5009. — À M. LE COMTE D’ARGENTAL.
18 auguste.

Divins anges, le bout de vos ailes m’est plus sacré que jamais. Je vous remercie du bateau : voilà ce qu’on peut donner de plus agréable à M. Tronchin[1]. Je vous prie de joindre à toutes vos bontés celle d’ordonner à l’orfèvre d’envoyer par la diligence son bateau à M. Camp, banquier à Lyon, lequel M. Camp me le dépêchera sur-le-champ.

J’espère que je vous aurai bientôt une obligation encore plus grande, et que votre protection fera réformer l’abominable arrêt de Toulouse.

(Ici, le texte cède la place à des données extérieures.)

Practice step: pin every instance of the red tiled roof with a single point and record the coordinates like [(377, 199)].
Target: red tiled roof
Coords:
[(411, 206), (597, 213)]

En vérité, si le roi connaissait les conséquences funestes de cette horrible extravagance, il prendrait l’affaire des Calas plus à cœur que moi. Voilà déjà sept familles qui sont sorties de France. Avons-nous donc trop de manufacturiers et de cultivateurs ? Je soumets ce petit article à la considération de M. le comte de Choiseul. La France le bénit de travailler à la paix ; mais Marie-Thérèse poursuivra toujours Luc.

Catherine se joindra à Marie-Thérèse ; don Carlos voudra délivrer don Joseph du soin de régir la Lusitanie.

Cette pièce vraiment n’est pas aisée à faire ; et l’auteur y aura assurément bien de l’honneur. On lui battra des mains sur les bords de mon lac, comme sur les bords de la Seine. Il daigne donc aussi protéger le tripot et les curés ! Dieu le bénira. Il faut que nous lui ayons l’obligation, à lui et à M. le maréchal de Richelieu, d’être débarbarisés.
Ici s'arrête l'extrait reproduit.